05 November 2021

Extractor and Plotter are both Sudoscan components responsible for acting on a given image. The Extractor is responsible to "parse" an image and generate a computational representation of the Sudoku Puzzle. While the plotter is responsible to draw the puzzle’s solution back to the original image.

Both components dependens on Image Processing tasks. This is a process of transforming an image into a digital form and performing certain operations to get some useful information from it.

OpenCV is an open-source Image processing library that includes several hundreds of computer vision (CV) algorithms. It is essentially a C++ API, it can perform some real-time operations because it is very fast and lightweight.

Since OpenCV is a C++ API, it can’t be used directly on JVM, however there are some projects that wraps its native interfaces. The chosen project chosen for Sudoscan was JavaCV.

JavaCV uses wrappers from the JavaCPP of commonly used libraries by researchers in the field of computer vision and provides utility classes to make their functionality easier to use on the Java platform, including Android.

The most appealing reason to use JavaCV among all possible alternatives is the use of JavaCPP for packing native dependencies (binaries) for different platforms/architectures. To build an application using native binaries for a specific platform, it’s just necessary to add an extra configuration during build time. For instance, the command gradle -PjavacppPlatform=linux-x86_64 build with only linux-x86_64 binaries on the generated artifact.

The code for both Extractor and Plotter can found be found on sudoscan-api sub module.

Extractor

As mentioned above, the Extractor is responsible for "parsing" an image. For simplicity, let’s assume the given image is the image below:

Unsolved

The "parsing" process can be diveded into 4 different phases:

  1. Pre-process image;

  2. Puzzle detection and and frontal perspective;

  3. Grids removal;

  4. Cell split and content enhance.

These phases are described in more detail in the sections below.

Pre-process image

The first step of the entire extraction process consists of simplifying the given image. To achieve this state, a series of filters are applied to the image, they are:

  • Convert to Grayscale: subsequent steps don’t rely on color;

  • Blur the image: a gaussian blur is applied to reduce noise obtained in the thresholding algorithm (adaptive thresholding);

  • Apply Thresholding: separate an image into regions (or their contours). The process is called segmentation. Thresholding is a way to segment such regions;

  • Invert colors: converts white into black and black into white;

  • Dilation: the noise reduction of the applied Gaussian Blur shrinks the object. The dilation is a way to "revert" the shrinkage.

After applying those filters, the image should be transformed into this:

Filtered

Puzzle detection and frontal perspective

After preprocessing the image, it’s time to detect the Sudoku Puzzle in the image. To find it, it was used the OpenCv's findContours function. This function will find external contours (boundaries of shapes having the same intensity).

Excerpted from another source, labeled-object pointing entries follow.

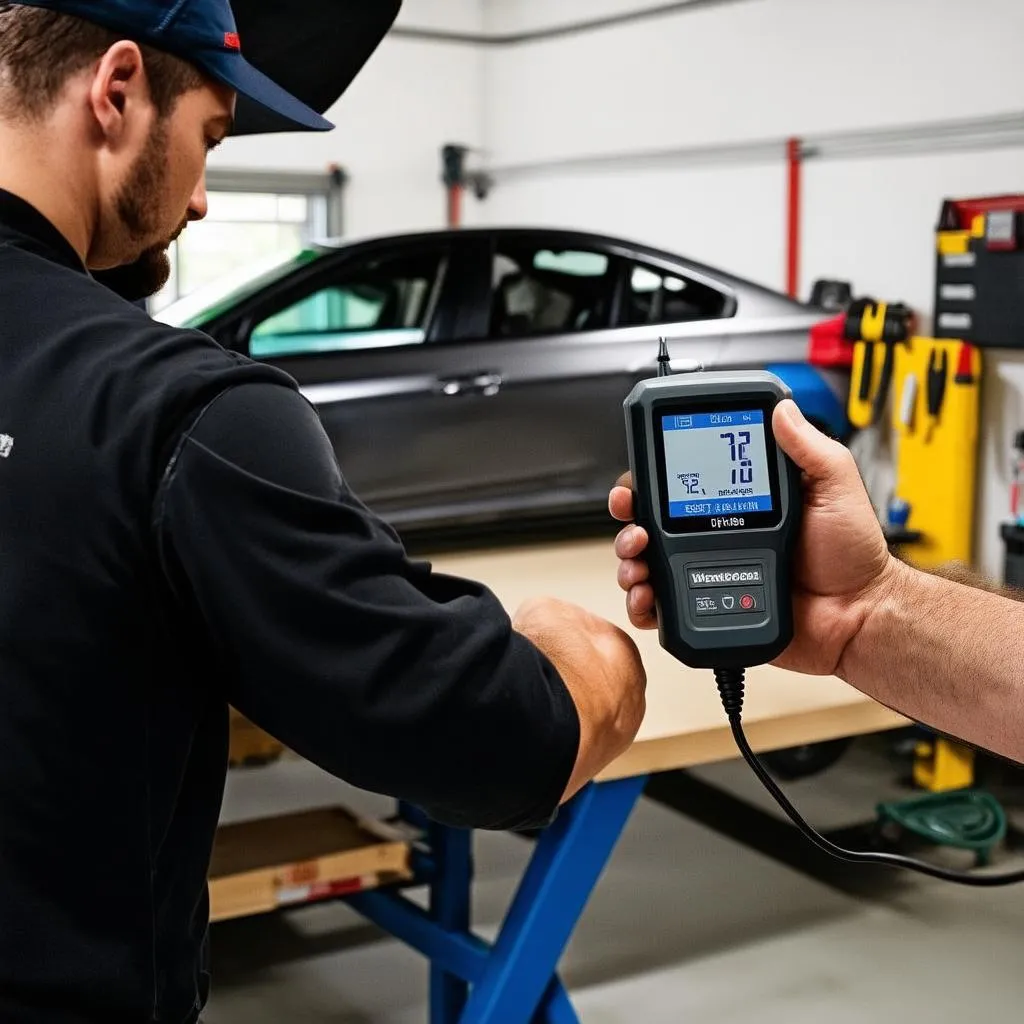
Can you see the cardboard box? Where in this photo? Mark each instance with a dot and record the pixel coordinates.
(268, 863)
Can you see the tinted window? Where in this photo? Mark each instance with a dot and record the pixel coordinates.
(384, 302)
(656, 296)
(541, 289)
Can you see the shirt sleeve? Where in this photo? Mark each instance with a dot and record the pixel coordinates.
(393, 677)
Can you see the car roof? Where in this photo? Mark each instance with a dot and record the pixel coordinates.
(572, 236)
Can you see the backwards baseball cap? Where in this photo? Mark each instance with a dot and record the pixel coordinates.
(202, 32)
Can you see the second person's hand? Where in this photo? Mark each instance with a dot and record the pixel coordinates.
(843, 561)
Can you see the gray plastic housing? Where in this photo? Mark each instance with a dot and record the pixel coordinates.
(717, 640)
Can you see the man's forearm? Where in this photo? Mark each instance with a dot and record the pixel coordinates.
(945, 654)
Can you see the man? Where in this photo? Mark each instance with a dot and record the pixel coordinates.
(175, 537)
(930, 647)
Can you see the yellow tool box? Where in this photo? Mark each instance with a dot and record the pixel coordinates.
(935, 415)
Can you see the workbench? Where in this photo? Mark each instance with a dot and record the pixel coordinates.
(514, 980)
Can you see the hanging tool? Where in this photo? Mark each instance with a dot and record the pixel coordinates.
(868, 324)
(938, 369)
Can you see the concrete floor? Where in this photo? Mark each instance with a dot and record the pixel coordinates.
(685, 926)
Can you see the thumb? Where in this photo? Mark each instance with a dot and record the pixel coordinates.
(819, 457)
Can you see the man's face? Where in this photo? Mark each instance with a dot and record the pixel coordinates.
(162, 188)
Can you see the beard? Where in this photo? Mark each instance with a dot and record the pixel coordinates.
(138, 207)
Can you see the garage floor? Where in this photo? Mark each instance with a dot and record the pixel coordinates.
(686, 925)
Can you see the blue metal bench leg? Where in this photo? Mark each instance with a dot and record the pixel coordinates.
(450, 906)
(566, 864)
(555, 1008)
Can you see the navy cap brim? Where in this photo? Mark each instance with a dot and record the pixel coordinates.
(237, 73)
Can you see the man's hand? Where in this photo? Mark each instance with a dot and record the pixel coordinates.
(842, 562)
(601, 667)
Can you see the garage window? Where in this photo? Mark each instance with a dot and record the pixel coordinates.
(543, 289)
(384, 303)
(253, 218)
(656, 296)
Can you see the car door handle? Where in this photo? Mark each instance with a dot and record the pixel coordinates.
(481, 383)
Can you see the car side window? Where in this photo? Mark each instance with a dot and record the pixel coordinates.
(385, 302)
(654, 296)
(539, 289)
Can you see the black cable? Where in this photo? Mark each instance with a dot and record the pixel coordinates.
(730, 686)
(664, 359)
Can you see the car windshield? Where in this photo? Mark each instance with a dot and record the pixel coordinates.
(205, 303)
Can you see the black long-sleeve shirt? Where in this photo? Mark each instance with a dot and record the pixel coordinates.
(176, 537)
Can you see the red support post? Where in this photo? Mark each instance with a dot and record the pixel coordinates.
(794, 154)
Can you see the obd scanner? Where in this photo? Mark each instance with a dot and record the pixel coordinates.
(722, 506)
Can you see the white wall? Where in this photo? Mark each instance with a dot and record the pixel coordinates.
(409, 100)
(760, 70)
(744, 72)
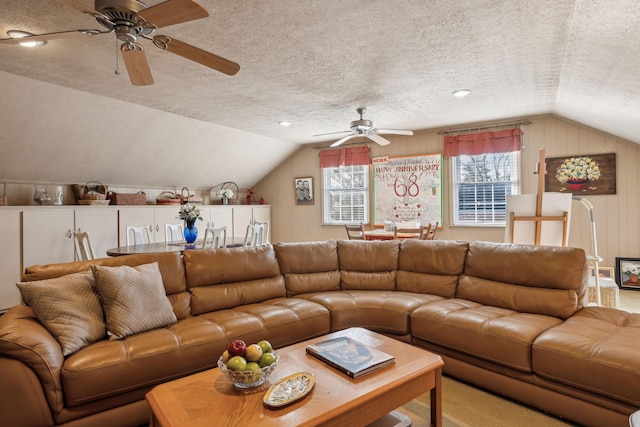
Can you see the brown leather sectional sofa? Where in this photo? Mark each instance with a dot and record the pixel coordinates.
(510, 318)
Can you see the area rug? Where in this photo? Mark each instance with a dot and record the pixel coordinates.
(464, 405)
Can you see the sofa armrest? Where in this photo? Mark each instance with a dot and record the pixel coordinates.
(24, 338)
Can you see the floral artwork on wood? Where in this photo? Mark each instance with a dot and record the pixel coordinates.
(582, 174)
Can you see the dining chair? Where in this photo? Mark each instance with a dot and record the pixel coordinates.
(173, 233)
(84, 249)
(354, 231)
(139, 233)
(266, 230)
(215, 238)
(254, 236)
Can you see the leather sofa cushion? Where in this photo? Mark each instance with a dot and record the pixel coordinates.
(282, 321)
(229, 295)
(111, 368)
(496, 334)
(382, 311)
(309, 266)
(225, 278)
(212, 267)
(368, 265)
(597, 350)
(430, 266)
(526, 278)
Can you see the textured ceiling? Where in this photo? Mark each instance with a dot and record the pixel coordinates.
(312, 62)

The function will find a list of potential objects (polygons) that can be found in the image. However, it’s assumed that the given image is focused on a Sudoku Puzzle, so the object with the largest area is selected.

With the largest polygon selected, it’s time to crop it from the original image and transform the cropped image into a frontal perspective. To achieve the frontal perspective, it was used OpenCv's getPerspectiveTransform and warpPerspective functions.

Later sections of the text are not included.